Mike Addonizio, professor of Educational Leadership and Policy Studies in the College of Education, quoted in Chalkbeat Detroit, "‘The wrong formula’: Education advocates call for new approach to how schools get coronavirus aid"Return to news listing
Chalkbeat Detroit, 6/24
‘The wrong formula’: Education advocates call for new approach to how schools get coronavirus aid
By Koby Levin
Michigan school systems got vastly different amounts of per-student federal coronavirus aid — even when the districts serve roughly the same percentage of low-income families. These disparities raise questions about fairness and also about how any future federal aid will be handed out. The Detroit Public Schools Community District, for example, with 81% of its students eligible for the federal lunch program, received $1,684 per student. Outside the district, Rutherford Winans Academy, a Detroit charter, received $640 in federal aid per pupil, even though 83% of students qualify for the lunch program, which is linked to family income. Meanwhile, Bangor Public Schools, a rural district in western Michigan where 80% of students are eligible for the lunch program, received $278 per student. With Michigan facing a $2.39 billion shortfall in its education budget, schools across the state are bracing for what could be the largest cut in state history. At the same time, they are anticipating increased costs — $1 billion statewide, according to one education group’s estimate — linked to buying masks and providing internet connections for students.
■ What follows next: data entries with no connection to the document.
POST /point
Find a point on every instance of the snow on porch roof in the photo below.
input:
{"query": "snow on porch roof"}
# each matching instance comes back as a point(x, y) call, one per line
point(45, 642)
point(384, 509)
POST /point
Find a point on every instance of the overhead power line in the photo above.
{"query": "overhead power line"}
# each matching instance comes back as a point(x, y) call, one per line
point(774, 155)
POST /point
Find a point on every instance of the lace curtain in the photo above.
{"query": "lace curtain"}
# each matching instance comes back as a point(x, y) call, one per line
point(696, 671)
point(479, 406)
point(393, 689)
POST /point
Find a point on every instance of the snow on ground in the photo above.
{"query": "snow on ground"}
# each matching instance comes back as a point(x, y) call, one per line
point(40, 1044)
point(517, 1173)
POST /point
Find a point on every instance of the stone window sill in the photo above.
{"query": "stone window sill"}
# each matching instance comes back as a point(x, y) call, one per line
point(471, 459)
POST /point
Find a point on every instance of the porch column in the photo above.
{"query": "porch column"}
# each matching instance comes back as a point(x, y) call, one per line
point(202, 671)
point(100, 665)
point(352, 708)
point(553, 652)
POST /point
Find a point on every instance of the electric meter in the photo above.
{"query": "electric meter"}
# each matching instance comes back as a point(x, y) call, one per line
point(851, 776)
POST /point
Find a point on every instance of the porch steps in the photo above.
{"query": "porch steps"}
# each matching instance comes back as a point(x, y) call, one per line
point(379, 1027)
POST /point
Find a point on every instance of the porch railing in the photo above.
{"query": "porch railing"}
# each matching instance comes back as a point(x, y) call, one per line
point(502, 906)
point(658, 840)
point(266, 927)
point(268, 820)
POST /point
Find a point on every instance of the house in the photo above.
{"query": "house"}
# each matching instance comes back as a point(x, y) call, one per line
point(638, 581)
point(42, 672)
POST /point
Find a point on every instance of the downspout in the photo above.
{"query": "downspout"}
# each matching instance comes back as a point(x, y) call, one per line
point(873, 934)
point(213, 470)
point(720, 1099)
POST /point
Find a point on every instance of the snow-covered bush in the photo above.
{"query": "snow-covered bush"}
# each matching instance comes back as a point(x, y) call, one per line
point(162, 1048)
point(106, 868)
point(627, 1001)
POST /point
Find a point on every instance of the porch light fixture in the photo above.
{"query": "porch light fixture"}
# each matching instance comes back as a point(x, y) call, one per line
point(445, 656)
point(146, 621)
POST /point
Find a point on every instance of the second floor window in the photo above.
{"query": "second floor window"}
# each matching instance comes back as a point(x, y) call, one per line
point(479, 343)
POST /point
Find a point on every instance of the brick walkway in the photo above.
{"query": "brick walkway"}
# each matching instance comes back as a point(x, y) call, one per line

Mike Addonizio, a professor of education at Wayne State University, said it makes sense that so much of the federal COVID-19 aid went to the Detroit district and others that enroll many students in poverty. Students living in poverty are less likely to have the technologies and other support that they need to effectively learn from home. “You get the impression that the money is going to the right place,” he said. He added that it’s no surprise that the federal aid package wasn’t perfect: It was designed in a hurry as lawmakers rushed to limit the economic fallout from the pandemic. “When you’re in an emergency situation like we’re in now, you can’t let the perfect be the enemy of the good,” he said.